Veteran Illinois US Rep. Danny Davis (D-Chicago) announced yesterday that he will not seek re-election next year completing what will be a 30-year congressional career at the end of the current Congress. The Congressman is 83 years of age.

Mr. Davis was originally elected to the Chicago City Council in 1979 and then moved to the Cook County Commission in 1990 before first winning his congressional seat in 1996. Over his long career, he averaged 85.9% of the vote in his 15 federal general elections and broke the 80% vote threshold each time. In his last two Democratic primaries, however, where multiple challengers competed against him, his renomination percentage dropped to 52.4 and 51.9%. 

Speculation about his retirement had been brewing for months. His last two competitive primaries were signs that Democrats who have been waiting in the wings to run for the party’s safest Illinois congressional seat were no longer content at sitting on the political sidelines and are taking action. 

The strongest clue leading to Rep. Davis’ retirement announcement was his long-time political ally and one-time congressional chief of staff, former Cook County Commissioner Richard Boykin, announcing his congressional candidacy at the beginning of last week. It is clear that Mr. Boykin would not have opposed Mr. Davis.

In all, ten Democrats have already announced their candidacies, the most prominent of which are Mr. Boykin and state Rep. LaShawn Ford (D-Chicago). Many other Chicago politicians are now expected to join what will be a very crowded Democratic primary as the candidates will by vying to succeed Rep. Davis. The eventual Democratic nominee becomes the prohibitive favorite in November of 2026 to hold the seat.

Illinois’ 7th District, with an 82.4D – 13.0R partisan lean according to the Dave’s Redistricting App statisticians, is the safest Democratic seat in the state. Kamala Harris posted an 82.1 – 16.7% victory margin here in November. Four years earlier, President Biden captured the district with an 85.6 – 12.8 percentage spread. IL-7 is one of three Chicago Black districts and has a Black Voting Age Population figure of 43%, with an overall minority percentage of 67.3.
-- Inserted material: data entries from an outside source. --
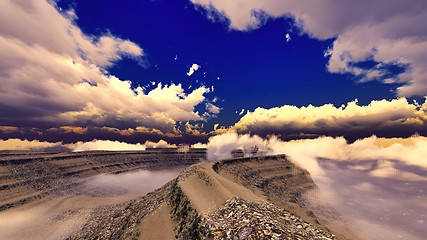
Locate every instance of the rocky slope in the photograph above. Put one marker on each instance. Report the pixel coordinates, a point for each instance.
(29, 176)
(242, 198)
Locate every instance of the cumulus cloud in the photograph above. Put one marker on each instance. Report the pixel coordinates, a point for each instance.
(193, 69)
(377, 184)
(34, 145)
(288, 37)
(55, 75)
(396, 117)
(386, 31)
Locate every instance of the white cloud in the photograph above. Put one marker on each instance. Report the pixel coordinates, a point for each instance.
(288, 37)
(55, 73)
(377, 184)
(387, 31)
(18, 144)
(379, 116)
(193, 69)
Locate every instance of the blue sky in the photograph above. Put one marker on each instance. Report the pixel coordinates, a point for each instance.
(271, 56)
(257, 68)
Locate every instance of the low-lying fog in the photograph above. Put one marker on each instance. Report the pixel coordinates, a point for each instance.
(378, 185)
(58, 216)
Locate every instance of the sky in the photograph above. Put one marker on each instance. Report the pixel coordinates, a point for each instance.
(184, 71)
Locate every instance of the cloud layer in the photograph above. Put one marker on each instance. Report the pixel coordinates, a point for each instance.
(377, 184)
(390, 32)
(392, 118)
(55, 75)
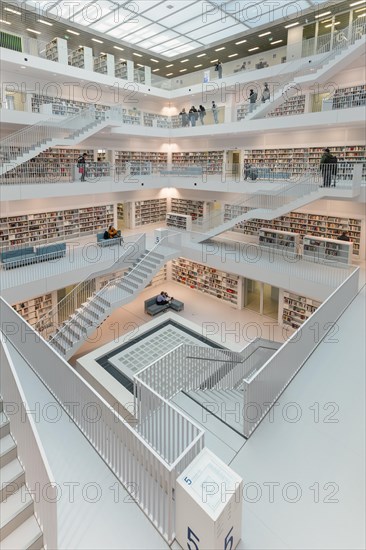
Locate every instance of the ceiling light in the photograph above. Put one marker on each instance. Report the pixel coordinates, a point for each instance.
(13, 11)
(322, 14)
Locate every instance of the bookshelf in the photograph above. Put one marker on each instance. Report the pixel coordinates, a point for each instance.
(179, 221)
(52, 226)
(317, 225)
(211, 161)
(292, 106)
(352, 96)
(32, 310)
(278, 239)
(195, 209)
(297, 309)
(222, 286)
(327, 249)
(295, 160)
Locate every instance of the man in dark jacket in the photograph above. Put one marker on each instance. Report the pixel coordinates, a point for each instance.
(326, 167)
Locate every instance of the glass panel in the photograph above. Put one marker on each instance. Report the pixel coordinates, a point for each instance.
(270, 301)
(252, 295)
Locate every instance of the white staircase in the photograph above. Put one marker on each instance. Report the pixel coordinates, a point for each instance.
(19, 528)
(29, 142)
(313, 70)
(83, 322)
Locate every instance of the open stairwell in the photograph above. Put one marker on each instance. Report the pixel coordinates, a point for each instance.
(313, 70)
(19, 528)
(118, 292)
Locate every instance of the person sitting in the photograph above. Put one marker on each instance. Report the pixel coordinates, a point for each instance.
(113, 233)
(163, 298)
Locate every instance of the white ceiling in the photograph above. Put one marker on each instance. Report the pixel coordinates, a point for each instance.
(171, 28)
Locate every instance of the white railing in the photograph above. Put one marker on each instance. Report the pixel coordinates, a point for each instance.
(31, 454)
(148, 477)
(266, 385)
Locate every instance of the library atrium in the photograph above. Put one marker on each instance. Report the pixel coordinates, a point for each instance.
(182, 274)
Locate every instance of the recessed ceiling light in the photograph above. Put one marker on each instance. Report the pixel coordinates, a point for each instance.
(13, 11)
(323, 14)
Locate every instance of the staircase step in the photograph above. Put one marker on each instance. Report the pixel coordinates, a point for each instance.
(4, 425)
(14, 511)
(12, 478)
(8, 450)
(27, 536)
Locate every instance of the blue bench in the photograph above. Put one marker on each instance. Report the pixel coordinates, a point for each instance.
(152, 308)
(101, 241)
(31, 255)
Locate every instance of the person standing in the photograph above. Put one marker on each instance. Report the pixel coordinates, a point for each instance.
(202, 113)
(326, 167)
(266, 95)
(218, 68)
(193, 115)
(81, 164)
(215, 112)
(252, 100)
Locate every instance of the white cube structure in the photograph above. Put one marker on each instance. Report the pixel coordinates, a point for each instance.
(208, 505)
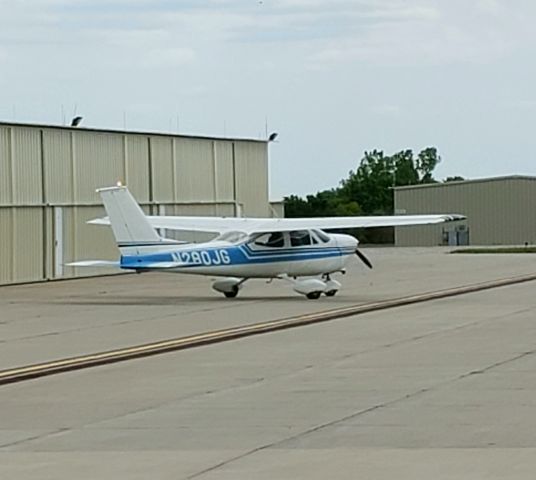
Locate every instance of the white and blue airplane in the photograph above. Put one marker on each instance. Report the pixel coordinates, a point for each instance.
(294, 249)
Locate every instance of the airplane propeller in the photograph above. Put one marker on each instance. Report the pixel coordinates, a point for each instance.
(362, 257)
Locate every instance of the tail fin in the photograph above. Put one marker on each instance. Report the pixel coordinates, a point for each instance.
(129, 224)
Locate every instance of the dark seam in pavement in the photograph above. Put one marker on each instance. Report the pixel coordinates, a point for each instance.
(360, 413)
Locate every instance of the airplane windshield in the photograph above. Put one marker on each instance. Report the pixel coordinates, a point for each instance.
(271, 240)
(232, 237)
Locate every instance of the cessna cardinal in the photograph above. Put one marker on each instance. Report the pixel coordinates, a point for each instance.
(295, 249)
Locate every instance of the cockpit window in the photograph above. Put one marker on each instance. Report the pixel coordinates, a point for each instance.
(271, 240)
(232, 237)
(300, 238)
(322, 236)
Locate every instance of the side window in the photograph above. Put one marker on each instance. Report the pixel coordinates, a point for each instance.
(322, 236)
(300, 238)
(272, 240)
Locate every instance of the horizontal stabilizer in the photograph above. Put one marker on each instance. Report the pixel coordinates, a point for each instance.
(94, 263)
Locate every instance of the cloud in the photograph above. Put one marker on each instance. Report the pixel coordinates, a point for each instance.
(166, 57)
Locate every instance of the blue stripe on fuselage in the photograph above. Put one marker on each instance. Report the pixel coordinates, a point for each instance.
(225, 256)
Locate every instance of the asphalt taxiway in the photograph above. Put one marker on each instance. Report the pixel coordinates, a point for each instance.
(443, 389)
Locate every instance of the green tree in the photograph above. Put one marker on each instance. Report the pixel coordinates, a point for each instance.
(368, 190)
(427, 160)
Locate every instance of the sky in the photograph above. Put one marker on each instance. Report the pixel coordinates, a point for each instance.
(334, 78)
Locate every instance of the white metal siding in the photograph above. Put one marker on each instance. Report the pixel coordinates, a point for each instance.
(499, 211)
(48, 178)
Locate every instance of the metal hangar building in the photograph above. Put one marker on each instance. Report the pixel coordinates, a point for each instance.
(48, 177)
(499, 210)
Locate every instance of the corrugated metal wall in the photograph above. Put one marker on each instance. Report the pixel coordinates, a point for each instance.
(500, 211)
(48, 177)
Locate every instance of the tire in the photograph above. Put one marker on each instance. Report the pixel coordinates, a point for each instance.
(232, 294)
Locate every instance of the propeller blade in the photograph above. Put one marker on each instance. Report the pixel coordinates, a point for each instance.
(364, 259)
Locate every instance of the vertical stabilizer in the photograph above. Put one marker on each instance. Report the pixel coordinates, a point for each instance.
(129, 224)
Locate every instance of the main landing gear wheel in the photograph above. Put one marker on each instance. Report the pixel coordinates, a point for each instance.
(231, 294)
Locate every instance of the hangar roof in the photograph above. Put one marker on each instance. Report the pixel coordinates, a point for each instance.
(473, 180)
(129, 132)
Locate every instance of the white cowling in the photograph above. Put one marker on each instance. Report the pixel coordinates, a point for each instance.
(309, 285)
(332, 286)
(227, 285)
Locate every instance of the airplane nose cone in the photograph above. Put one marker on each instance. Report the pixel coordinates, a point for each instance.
(347, 241)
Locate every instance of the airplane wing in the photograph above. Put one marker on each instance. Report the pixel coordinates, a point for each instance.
(253, 225)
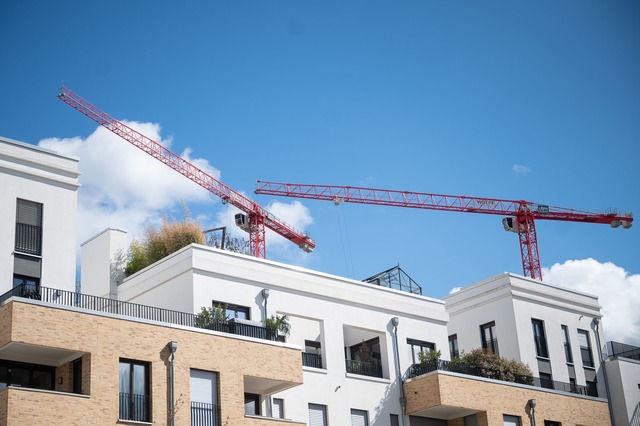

The district begins in Chicago’s Hillside neighborhood, then moves east along the Eisenhower Expressway through Oak Park, and into the heart of downtown Chicago and the Lake Michigan shore before turning south, extending just past West 74th Street. 

IL-7 is now the 23rd open seat for the next election. Rep. Davis becomes the 11th Democrat not to seek re-election, but just the fourth House member to retire. Three have passed away this year, one has resigned to accept a position in the private sector, and the remaining 15 are either running for Senate or Governor.

Of the 23 open seats, Illinois currently holds four of the affected districts, and all are from the Chicago area. With Reps. Davis (15 terms), Robin Kelly (D-Matteson/Chicago; 7 terms), Raja Krishnamoorthi (D-Schaumburg; 5 terms), and Jan Schakowsky (D-Evanston; 14 terms) all leaving the House, the metro area and Democratic Party will be losing a combined 82 years in US House seniority. Illinois Sen. Dick Durbin (D) also retiring adds another 44 years of Washington experience that the state and Democratic Party will lose.

The Illinois primary is scheduled for March 17, 2026, with an early candidate filing deadline of November 3. There is no runoff or Ranked Choice Voting system employed in the Illinois system, so the candidate garnering the most votes in the Democratic primary, regardless of percentage attained, will win the party nomination and effectively clinch the seat months before the November general election.